1975 my best friend and myself were sent out to wyoming to get a floor from a yard run by a female who happened to have the warmest ***iest voice you had ever heard by his father to get a floor for a 37 lincold zephyr convert he was doing.The gal seemed to be short on water or cleanup time or both but very nice. She got her truck with a tall boom and warned us to stay clear of car till snakes would crawl away, when she lifted it up alot of small rattlers crawled away.She did not even get excited. That evening we called his dad [pre cell phone] from motel.His dad who was sinlge asked Terry about this gal and Terry told his dad she was as pretty as her voice would lead you to believe. Harold got in his car and drove 950 miles that night and half the next day to go meet her as we headed to Colorado to bring the floor down to Texas Creek to coach shop. Several days later when we got to another stop over to get a Jordan ******* I called his dad to see how things were going and he said that he was pretty upset with his kid about the looks of the gal. I asked him why i could not get ahold of him at home in Willmar and he said well she might not have looked good,but he stayed at her place 3 days before heading home. michaelangelo took the clay and turned into art,Harold said they turned the lights out and she sounded and seemed just like the voice on the telephone.
My buddy Joe and I were walking along a dirt road that connected two parts of a yard in Colchester,CT. This guy is about 6'2", about 250 or so and at the time looked like he would be more at home on the back of a Harley (long hair, muscle shirt, bulging biceps, beard, wallet on a chain,etc.) and getting into bar fights than hanging out with a clean cut guy like me. Anyway, we are walking along, shooting the **** and enjoying the sun when all of a sudden I hear this rustling sound to our left, near the fence line. I look down and see the biggest black snake that I have ever laid eyes on uncoiling and heading for the fence. Not being a big fan of snakes, I take off down the dirt road like my hair is on fire. At the end of my hundred yard dash, I stop and try to catch my breath.... Then I realize what I just did in front of my buddy. I figure I will never live this display of fear down, but I might as well face the music and hopefully get it over with. As I turn back to look at my buddy, I realize something is blocking my view. When my eyes focus, I realize that Joe is standing right next to me, looking back as well! He stands there gasping for air for a minute, then turns to me and says, "Did you see the size of that son of a *****?!!!!" We stood there for a minute looking at each other and then busted out laughing when we realized that stupid snake had scared the **** out of both of us!

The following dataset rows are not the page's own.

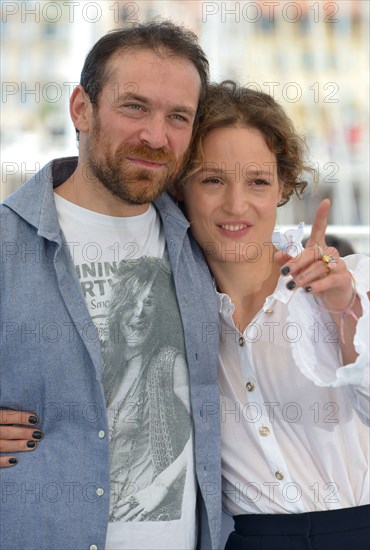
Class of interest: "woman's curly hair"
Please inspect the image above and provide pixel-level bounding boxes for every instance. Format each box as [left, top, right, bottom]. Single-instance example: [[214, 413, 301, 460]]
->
[[187, 80, 313, 206]]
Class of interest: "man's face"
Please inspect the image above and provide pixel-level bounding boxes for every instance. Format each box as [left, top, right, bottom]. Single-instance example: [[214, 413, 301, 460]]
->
[[86, 49, 201, 205]]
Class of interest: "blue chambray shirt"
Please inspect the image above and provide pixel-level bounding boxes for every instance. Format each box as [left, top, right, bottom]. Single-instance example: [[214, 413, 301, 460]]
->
[[0, 157, 221, 550]]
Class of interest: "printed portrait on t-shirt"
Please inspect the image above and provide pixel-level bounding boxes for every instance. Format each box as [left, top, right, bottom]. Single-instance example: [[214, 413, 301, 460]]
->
[[102, 256, 191, 522]]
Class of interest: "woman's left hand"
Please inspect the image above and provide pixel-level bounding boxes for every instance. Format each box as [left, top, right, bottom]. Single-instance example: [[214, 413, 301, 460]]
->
[[275, 199, 355, 314]]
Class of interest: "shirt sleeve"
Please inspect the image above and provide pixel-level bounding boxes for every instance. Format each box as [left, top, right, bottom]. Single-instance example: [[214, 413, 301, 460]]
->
[[287, 254, 370, 419]]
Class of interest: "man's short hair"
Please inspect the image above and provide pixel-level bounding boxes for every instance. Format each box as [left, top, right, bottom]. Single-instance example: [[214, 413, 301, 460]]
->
[[80, 21, 209, 122]]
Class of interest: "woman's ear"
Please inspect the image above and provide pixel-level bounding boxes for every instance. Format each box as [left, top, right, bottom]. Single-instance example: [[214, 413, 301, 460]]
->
[[69, 84, 92, 132], [277, 181, 284, 206]]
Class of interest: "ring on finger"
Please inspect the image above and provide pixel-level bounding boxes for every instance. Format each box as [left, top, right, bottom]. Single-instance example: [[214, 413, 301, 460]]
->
[[319, 254, 338, 275]]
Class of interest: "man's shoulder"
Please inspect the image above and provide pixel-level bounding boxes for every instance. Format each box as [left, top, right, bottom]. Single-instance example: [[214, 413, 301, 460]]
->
[[1, 157, 77, 238]]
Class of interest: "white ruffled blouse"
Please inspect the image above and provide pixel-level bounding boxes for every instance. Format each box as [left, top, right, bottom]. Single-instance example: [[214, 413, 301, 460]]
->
[[218, 225, 370, 515]]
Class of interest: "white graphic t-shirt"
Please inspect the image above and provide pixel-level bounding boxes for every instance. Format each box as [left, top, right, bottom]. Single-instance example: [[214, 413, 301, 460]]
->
[[54, 194, 196, 550]]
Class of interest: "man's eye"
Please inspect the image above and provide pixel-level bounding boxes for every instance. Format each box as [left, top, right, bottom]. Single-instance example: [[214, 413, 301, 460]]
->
[[171, 114, 188, 122], [125, 103, 142, 111], [202, 178, 222, 185]]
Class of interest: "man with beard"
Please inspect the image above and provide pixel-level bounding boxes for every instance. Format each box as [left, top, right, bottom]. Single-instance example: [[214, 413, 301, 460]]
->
[[0, 22, 221, 550]]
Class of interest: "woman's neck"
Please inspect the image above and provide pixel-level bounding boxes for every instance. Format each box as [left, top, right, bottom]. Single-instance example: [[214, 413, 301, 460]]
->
[[209, 254, 280, 333]]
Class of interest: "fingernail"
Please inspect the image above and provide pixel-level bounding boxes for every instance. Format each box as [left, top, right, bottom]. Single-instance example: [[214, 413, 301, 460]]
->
[[286, 280, 296, 290]]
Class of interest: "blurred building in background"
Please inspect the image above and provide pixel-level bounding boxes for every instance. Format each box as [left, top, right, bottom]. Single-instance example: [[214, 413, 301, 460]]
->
[[1, 0, 370, 253]]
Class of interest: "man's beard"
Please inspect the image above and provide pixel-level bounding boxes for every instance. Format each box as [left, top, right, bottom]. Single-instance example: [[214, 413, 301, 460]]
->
[[88, 125, 183, 205]]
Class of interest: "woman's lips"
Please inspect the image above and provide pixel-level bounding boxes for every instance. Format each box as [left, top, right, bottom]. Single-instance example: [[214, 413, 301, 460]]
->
[[217, 222, 252, 238]]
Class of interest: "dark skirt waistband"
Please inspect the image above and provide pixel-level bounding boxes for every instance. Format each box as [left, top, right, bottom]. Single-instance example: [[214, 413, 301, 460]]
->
[[234, 504, 370, 537]]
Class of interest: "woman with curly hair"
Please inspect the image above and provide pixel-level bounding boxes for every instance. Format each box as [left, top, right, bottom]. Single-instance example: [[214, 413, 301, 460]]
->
[[177, 81, 370, 550]]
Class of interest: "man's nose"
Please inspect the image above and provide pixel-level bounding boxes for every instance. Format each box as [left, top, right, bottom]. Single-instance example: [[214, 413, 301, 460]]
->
[[139, 113, 168, 149]]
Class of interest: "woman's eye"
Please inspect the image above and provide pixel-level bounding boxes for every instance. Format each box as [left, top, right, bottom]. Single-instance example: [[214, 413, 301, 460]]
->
[[252, 180, 270, 186]]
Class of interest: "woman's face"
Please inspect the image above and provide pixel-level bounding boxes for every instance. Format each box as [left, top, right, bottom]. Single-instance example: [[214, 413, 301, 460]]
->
[[181, 127, 282, 270]]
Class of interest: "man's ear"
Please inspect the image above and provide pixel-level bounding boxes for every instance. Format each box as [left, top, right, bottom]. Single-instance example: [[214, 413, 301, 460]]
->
[[69, 84, 92, 132], [171, 185, 185, 202]]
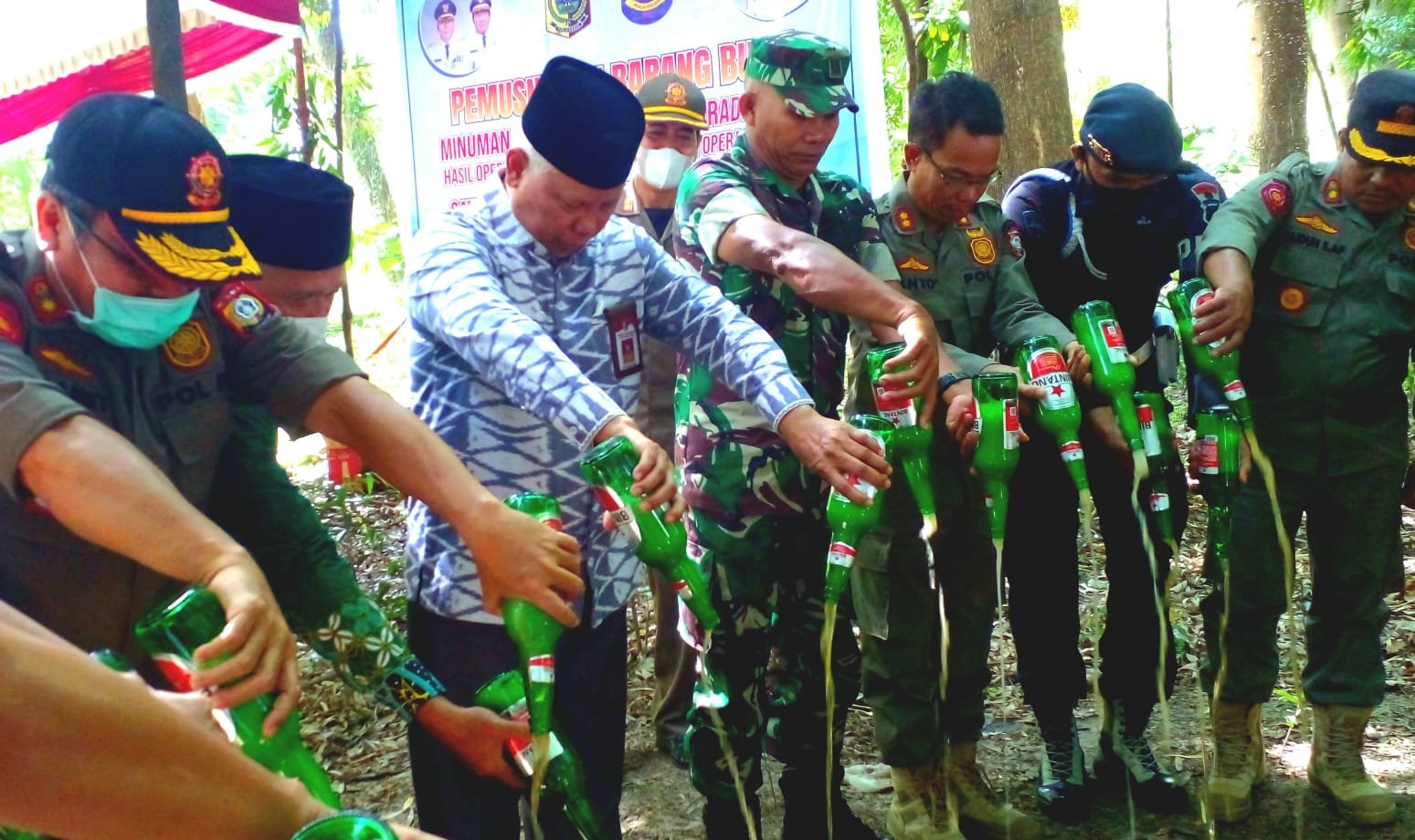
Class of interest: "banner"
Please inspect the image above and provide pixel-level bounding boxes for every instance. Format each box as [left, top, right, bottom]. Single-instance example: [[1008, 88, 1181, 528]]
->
[[397, 0, 889, 230]]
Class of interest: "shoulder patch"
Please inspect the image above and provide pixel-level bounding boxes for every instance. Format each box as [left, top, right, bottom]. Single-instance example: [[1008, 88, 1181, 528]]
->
[[892, 206, 918, 234], [1322, 175, 1341, 204], [211, 283, 276, 341], [0, 299, 24, 346], [37, 345, 93, 379], [1292, 214, 1340, 234], [1002, 219, 1028, 260], [1258, 178, 1292, 216], [163, 318, 211, 371], [1188, 181, 1220, 225], [24, 274, 69, 324]]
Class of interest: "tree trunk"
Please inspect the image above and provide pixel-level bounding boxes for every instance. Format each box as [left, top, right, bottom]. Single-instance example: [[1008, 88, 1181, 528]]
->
[[969, 0, 1070, 191], [1252, 0, 1310, 173]]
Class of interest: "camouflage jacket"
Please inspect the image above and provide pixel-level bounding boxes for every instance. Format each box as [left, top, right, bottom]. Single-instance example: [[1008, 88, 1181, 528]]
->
[[673, 136, 899, 519]]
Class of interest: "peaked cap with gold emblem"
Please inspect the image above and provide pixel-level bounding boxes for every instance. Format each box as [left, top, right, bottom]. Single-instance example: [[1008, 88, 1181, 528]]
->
[[47, 93, 260, 286], [1346, 69, 1415, 167]]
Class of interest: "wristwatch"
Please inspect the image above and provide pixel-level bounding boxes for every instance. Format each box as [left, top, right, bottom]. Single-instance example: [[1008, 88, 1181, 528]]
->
[[938, 372, 972, 396]]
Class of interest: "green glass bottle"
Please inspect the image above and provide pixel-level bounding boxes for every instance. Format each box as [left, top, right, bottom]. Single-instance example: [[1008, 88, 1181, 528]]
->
[[290, 810, 397, 840], [471, 670, 608, 840], [864, 342, 938, 538], [501, 494, 565, 734], [580, 436, 722, 632], [1072, 299, 1149, 467], [825, 415, 894, 604], [974, 372, 1021, 541], [134, 585, 340, 807], [1018, 335, 1091, 492], [1167, 278, 1252, 428], [1135, 390, 1175, 544]]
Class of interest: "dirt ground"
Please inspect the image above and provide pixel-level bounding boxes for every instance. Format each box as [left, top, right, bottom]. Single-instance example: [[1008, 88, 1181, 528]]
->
[[301, 469, 1415, 840]]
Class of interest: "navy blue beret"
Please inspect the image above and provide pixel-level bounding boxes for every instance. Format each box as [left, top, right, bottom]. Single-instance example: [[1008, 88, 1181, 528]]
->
[[521, 55, 644, 190], [227, 154, 354, 271], [1346, 69, 1415, 167], [1081, 83, 1185, 174]]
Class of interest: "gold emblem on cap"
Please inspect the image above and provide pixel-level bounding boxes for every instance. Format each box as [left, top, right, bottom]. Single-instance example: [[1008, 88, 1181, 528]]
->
[[163, 321, 211, 371], [136, 227, 260, 283], [1085, 134, 1115, 165], [186, 152, 221, 209]]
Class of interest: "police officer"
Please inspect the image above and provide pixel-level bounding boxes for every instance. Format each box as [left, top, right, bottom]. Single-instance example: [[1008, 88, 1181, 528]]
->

Used to throw my daughter in old one ton flat bed when she was one and we take off and hit as many yards we could that day looking for parts that could been used or resold to some one who needed them. Done that for manys years so we got to see lots of yards. The cool thing about it is she has the love for hot rods and checking out yards with her husband now. p*** on the life take your kids and it will live on have two grandsons now and as some as they get old enough will been loading them up in the 3500 and heading to what yards are left.
Me and my friends were broke high school kids, a couple of us snuck into a salvage yard after hours looking for nothing inparticular; just killing time. We hadn't been in there very long when we started hearing a whirlling noise, it only took a few of those before a hole suddenly appeared in a car near us. I still don't know how we climbed the wall of cars so fast to get out. That has been 26 years ago and I still haven't been back.